Scène 1. Le vieux Noodles (De Niro, grimé) vient de découvrir le caveau luxueux où reposent ses amis. A la sortie, il rencontre la directrice du cimetière (jouée par l’inquiétante Louise Fletcher) et lui pose des questions sur l’inconnu portant son nom (David “Noodles” Aaronson), propriétaire du caveau. Au cours de cette conversation, Noodles se pense suivi par une limousine noire dont il note le numéro d’immatriculation. La scène surligne ce que l’on pressentait sans elle : Noodles est dans le viseur des mystérieux commanditaires qui l’ont fait revenir à New York trente-cinq ans après ses années gangster.
Scène 2. La bande de Max et Noodles, jeunes adultes, foncent en voiture dans la mer. Tandis que les autres émergent en rigolant, Noodles ne réapparaît pas. Inquiétude. La scène fait écho avec celle où, adolescents, ils étaient tombés à l’eau en repêchant les caisses de marchandise de leur premier gros coup : là, c’était Max qui tardait à refaire surface.

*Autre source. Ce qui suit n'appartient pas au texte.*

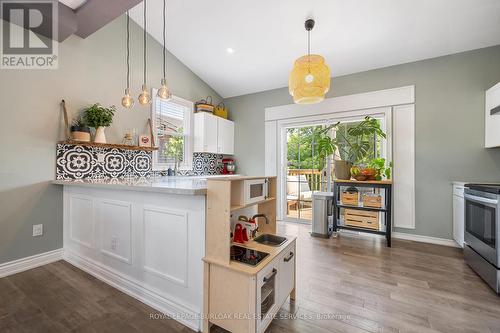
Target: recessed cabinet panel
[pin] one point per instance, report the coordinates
(115, 221)
(213, 134)
(225, 138)
(287, 270)
(81, 212)
(205, 133)
(492, 117)
(166, 244)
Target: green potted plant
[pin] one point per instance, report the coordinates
(380, 168)
(352, 147)
(99, 117)
(79, 130)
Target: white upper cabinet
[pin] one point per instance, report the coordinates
(213, 134)
(492, 117)
(225, 136)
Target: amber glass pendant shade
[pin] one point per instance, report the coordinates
(164, 93)
(309, 80)
(127, 100)
(145, 96)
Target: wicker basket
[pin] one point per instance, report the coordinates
(221, 111)
(361, 219)
(349, 198)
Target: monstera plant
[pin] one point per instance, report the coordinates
(352, 147)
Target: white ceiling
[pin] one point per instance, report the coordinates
(354, 36)
(73, 4)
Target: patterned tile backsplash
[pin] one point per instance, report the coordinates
(87, 162)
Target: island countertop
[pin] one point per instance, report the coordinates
(166, 185)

Scène 3. Noodles, alors sexagénaire, fait une première incursion devant le portail de la propriété retrouvée grâce au numéro d’immatriculation de la limo aperçue au cimetière, laquelle apparaît dans la rue… et explose. Noodles et le spectateur ne savent pas encore qu’elle est celle de Max/Bailey. Le duel métaphysique entre Noodles et Max se précise mais le jeu de piste était déjà lisible dans la version précédente.

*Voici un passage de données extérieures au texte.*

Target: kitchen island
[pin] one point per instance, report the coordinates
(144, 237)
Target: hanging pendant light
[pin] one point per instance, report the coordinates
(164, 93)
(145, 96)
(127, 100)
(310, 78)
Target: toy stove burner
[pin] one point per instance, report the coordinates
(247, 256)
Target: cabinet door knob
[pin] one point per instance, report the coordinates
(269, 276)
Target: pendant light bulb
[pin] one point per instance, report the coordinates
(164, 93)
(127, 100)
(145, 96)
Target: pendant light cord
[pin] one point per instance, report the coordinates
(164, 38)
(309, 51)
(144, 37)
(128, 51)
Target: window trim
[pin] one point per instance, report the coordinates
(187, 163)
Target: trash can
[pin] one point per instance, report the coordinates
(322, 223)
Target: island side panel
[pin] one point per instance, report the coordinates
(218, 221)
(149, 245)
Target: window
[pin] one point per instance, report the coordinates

Scène 4. Noodles discute avec le chauffeur de la limousine qui conduira
le jeune homme et Deborah à un dîner romantique dont l’issue sera le viol de la jeune femme. De quoi parlent les deux hommes ? Des nazis qui commencent à massacrer les Juifs en Europe (on est en 1933), de l’incompatibilité entre l’éthique juive et le gangstérisme… Dialogue qui confirme ce que j’ai toujours pensé de ce film sans en être absolument certain : Il était une fois en Amérique évoque de façon allusive la Shoah et la disparition du Yiddishland. A noter que le chauffeur est joué par Arnon Milchan, le producteur israélo-américain du film.

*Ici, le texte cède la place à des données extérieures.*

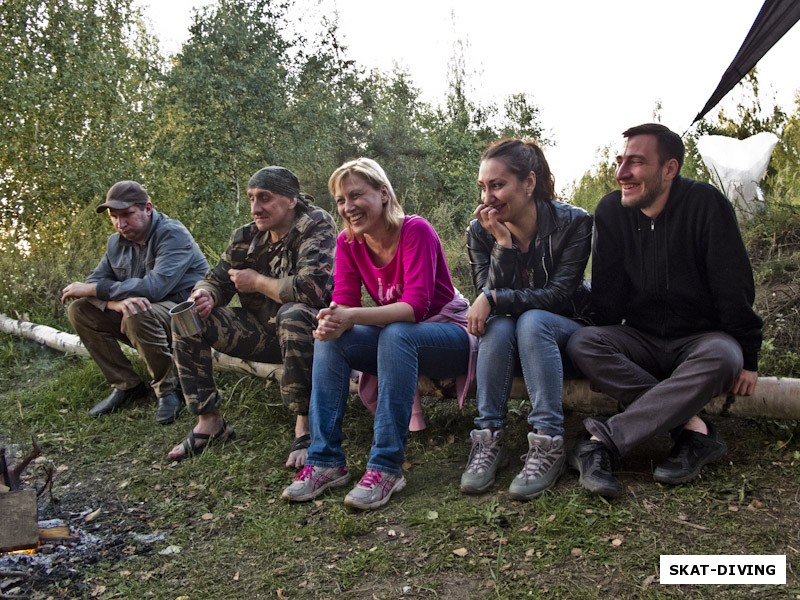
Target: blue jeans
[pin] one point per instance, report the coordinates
(397, 354)
(534, 341)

Scène 5. Deborah boit un verre au buffet Belle Epoque de Grand Central (en réalité notre gare du Nord) avant de prendre son train pour Hollywood et de quitter Noodles.
Scène 6. Déprimé par sa rupture avec Deborah, complètement ivre, Noodles rencontre Eve dans un bar où elle tapine. Il la fait monter dans sa chambre, lui glisse un gros billet et lui demande de le laisser l’appeler Deborah. Elle accepte avec le sourire mais malgré cela, Noodles ne parvient pas à bander. Quand il se réveille, elle est déjà partie mais lui a laissé un mot : “La prochaine fois, j’espère moins d’argent et plus de travail.” Très belle séquence, illuminée par la superbe Darlanne Fluegel, la quatrième et trop peu louée grande actrice de ce film.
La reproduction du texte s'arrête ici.